Was ist die Fahrzeug-Typenliste? Zu jedem semi-universalen Kindersitz, also einem Kindersitz mit Stützfuß oder Top Tether, gibt es eine Fahrzeug-Typenliste. Diese Typenliste sagt jedoch nur etwas darüber aus, ob der Kindersitz in einem Automodell korrekt befestigt werden kann. Sie hat sonst keinerlei Aussage über den Platzbedarf im Auto oder ähnliches. Ob also vor dem Reboarder noch jemand sitzen kann, das erfahrt ihr nicht aus der Typenliste. Der Hersteller ist durch die ECE-Norm dazu verpflichtet bei semi-universellen Sitzen eine Liste mit Automodellen dazu zu veröffentlichen, in die der Sitz eingebaut werden darf. Diese Autoliste wird immer von den Herstellern zum Zeitpunkt der ECE-Norm-Prüfung des Kindersitzes erstellt und meist laufend ergänzt.
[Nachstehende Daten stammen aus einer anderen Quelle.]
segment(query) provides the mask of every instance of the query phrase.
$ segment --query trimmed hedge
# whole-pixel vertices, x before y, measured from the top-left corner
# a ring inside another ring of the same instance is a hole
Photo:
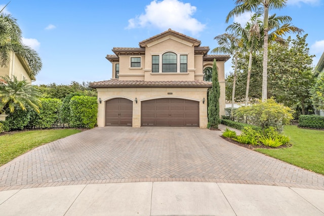
[[[298,120],[298,126],[324,128],[324,116],[316,115],[301,115]]]
[[[75,92],[69,94],[63,100],[63,104],[60,111],[60,121],[61,123],[69,123],[70,121],[70,101],[74,96],[82,96],[84,94]]]
[[[5,121],[0,121],[0,133],[9,131],[9,127]]]
[[[97,123],[98,103],[97,98],[74,96],[69,102],[70,126],[92,128]]]
[[[28,125],[30,120],[30,115],[32,113],[30,107],[26,105],[26,110],[23,110],[17,105],[14,106],[14,112],[10,112],[9,108],[6,110],[6,112],[9,115],[6,118],[5,121],[8,131],[22,130]]]
[[[242,130],[244,128],[244,127],[249,127],[255,131],[262,131],[261,127],[245,124],[244,123],[238,122],[237,121],[234,121],[229,119],[222,119],[221,123],[240,131]]]
[[[39,113],[33,111],[28,125],[40,128],[49,128],[58,121],[59,112],[62,101],[57,98],[41,98]]]

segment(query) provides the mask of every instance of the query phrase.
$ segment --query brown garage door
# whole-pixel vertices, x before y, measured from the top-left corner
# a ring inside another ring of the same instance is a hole
[[[142,126],[199,126],[199,102],[162,98],[142,102]]]
[[[106,101],[106,126],[132,126],[133,101],[115,98]]]

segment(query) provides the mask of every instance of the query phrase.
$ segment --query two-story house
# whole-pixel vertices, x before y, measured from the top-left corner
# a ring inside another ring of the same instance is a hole
[[[10,55],[10,60],[8,65],[0,66],[0,76],[6,75],[11,78],[15,76],[18,80],[25,80],[29,83],[36,80],[26,60],[13,52]]]
[[[106,58],[112,78],[93,82],[99,102],[98,125],[207,126],[204,69],[216,60],[221,87],[220,112],[225,113],[224,65],[230,56],[208,55],[197,39],[169,29],[139,42],[114,48]]]

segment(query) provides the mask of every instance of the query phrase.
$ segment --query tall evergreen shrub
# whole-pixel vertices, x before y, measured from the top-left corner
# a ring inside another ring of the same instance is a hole
[[[208,97],[208,124],[210,128],[218,128],[220,122],[219,118],[219,97],[220,87],[218,82],[218,72],[216,67],[216,60],[214,59],[213,64],[213,85],[209,91]]]

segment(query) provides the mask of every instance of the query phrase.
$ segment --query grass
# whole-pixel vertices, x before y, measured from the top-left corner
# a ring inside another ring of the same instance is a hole
[[[324,175],[324,131],[286,125],[284,134],[290,137],[292,147],[255,151]]]
[[[37,146],[80,132],[74,129],[47,129],[1,136],[0,166]]]

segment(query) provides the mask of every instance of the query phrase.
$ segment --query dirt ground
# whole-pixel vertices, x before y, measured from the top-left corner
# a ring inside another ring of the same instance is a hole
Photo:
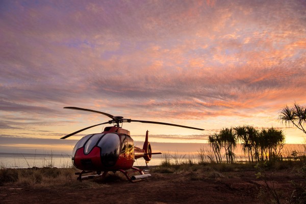
[[[11,183],[0,186],[0,203],[271,203],[272,194],[256,173],[210,172],[199,176],[193,173],[151,173],[151,177],[133,184],[111,174],[98,183],[80,183],[76,177],[65,185],[29,186]],[[306,184],[289,170],[267,175],[275,182],[268,184],[276,190],[280,203],[297,199],[297,188]]]

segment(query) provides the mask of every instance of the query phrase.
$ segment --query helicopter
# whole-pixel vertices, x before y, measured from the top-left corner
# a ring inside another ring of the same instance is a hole
[[[122,173],[131,183],[142,180],[151,176],[150,174],[145,174],[142,169],[134,167],[134,162],[135,160],[143,157],[147,166],[152,154],[162,153],[152,152],[151,145],[148,142],[148,130],[146,131],[145,141],[141,149],[134,146],[134,140],[131,137],[130,131],[122,128],[122,125],[121,127],[120,126],[120,124],[138,122],[204,130],[203,129],[171,123],[125,119],[122,116],[114,116],[106,112],[90,109],[76,107],[65,107],[64,108],[102,114],[110,118],[111,120],[76,131],[61,138],[61,139],[65,139],[98,125],[114,124],[113,126],[105,127],[101,133],[90,134],[83,137],[75,144],[72,151],[71,159],[74,167],[82,170],[81,172],[75,173],[76,175],[79,175],[78,179],[80,182],[97,177],[105,177],[109,171],[119,171]],[[103,173],[101,173],[102,172]],[[93,172],[96,172],[96,174],[82,176],[84,174]],[[129,174],[132,173],[139,173],[140,175],[130,176]]]

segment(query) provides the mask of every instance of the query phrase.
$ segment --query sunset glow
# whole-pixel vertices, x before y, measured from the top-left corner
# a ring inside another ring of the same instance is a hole
[[[0,152],[70,152],[105,126],[61,137],[109,119],[65,106],[205,129],[124,124],[137,141],[149,130],[155,143],[206,143],[249,125],[304,143],[278,116],[306,105],[305,11],[297,0],[2,1]]]

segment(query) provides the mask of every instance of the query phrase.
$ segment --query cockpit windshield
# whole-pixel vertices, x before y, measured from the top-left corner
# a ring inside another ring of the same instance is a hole
[[[101,148],[101,161],[106,166],[114,165],[120,153],[120,139],[117,134],[105,134],[98,143]]]

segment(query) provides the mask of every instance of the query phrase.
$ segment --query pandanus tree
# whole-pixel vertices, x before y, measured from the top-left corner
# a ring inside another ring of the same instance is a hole
[[[296,103],[292,107],[287,105],[280,112],[278,118],[286,125],[292,123],[306,134],[304,128],[306,123],[306,107],[301,106]]]
[[[208,137],[208,142],[213,149],[213,151],[214,152],[214,154],[215,155],[217,163],[222,163],[222,156],[221,156],[221,141],[219,134],[215,133],[213,135],[209,135]]]
[[[234,150],[237,146],[237,138],[236,133],[232,128],[223,128],[219,133],[221,146],[224,148],[226,163],[234,162],[236,154]]]
[[[237,139],[241,142],[242,145],[242,150],[243,152],[247,154],[249,162],[250,162],[250,149],[251,148],[251,144],[249,143],[249,139],[245,126],[238,126],[234,128],[236,132]]]
[[[258,131],[253,127],[247,125],[238,126],[234,128],[237,138],[241,142],[242,150],[247,153],[249,162],[259,160],[258,146],[259,145]],[[254,154],[253,154],[254,152]]]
Hier wird der Sitz in verschiedene Automodelle eingebaut und Mitarbeiter des Herstellers entscheiden, ob er vorschriftsmäßig und anleitungskonform einbaubar ist. In den meisten Autos gibt es vorne keine Isofix-Bügel, die man zur Befestigung eines Isofix-Sitzes benötigt. Diese gibt es lediglich in seltenen Fällen in bestimmten Familien-Editionen und häufiger bei französischen Auto-Herstellern. In einigen Autos kann man Isofix-Bügel nachrüsten lassen. Hierfür könnt ihr einfach bei eurem Autohaus nachfragen, was solch ein Umbau kosten würde. Aber Achtung: Gerade bei französischen Autos kann es auch im Fußraum des Beifahrer-Sitzes Staufächer geben.
Wie befestige ich die Spanngurte auf dem Vordersitz? Sollte ein Reboarder zum anleitungskonformen Einbau Spanngurte benötigen, dann müssen diese auch bei der Installation auf dem Vordersitz genutzt werden. Hierfür gibt es abhängig von Auto und Reboarder mehrere Möglichkeiten, die wir euch gern in eurem Auto zeigen.
Sehe ich noch den Beifahrerspiegel? Es kommt immer auf das Auto und die Sitzeinstellung des Fahrers an. Außerdem gibt es tiefere Sitze, mit denen man einen besseren Überblick hat und höhere Sitze, die mehr Sicht wegnehmen. Rechtlich ist es so, dass zwei Spiegel für den Fahrer einsehbar sein müssen. Es reichen also theoretisch der Innenspiegel und der Außenspiegel auf der Fahrerseite aus. Natürlich darf man dann den Rückspiegel nicht mit Ladung im Kofferraum verbauen. Für eine bessere Rundumsicht (Vorsicht Radfahrer und Fußgänger im toten Winkel!) Kann auf dem rechten Außenspiegel auch ein „Fahrlehrerspiegel“ angebracht werden.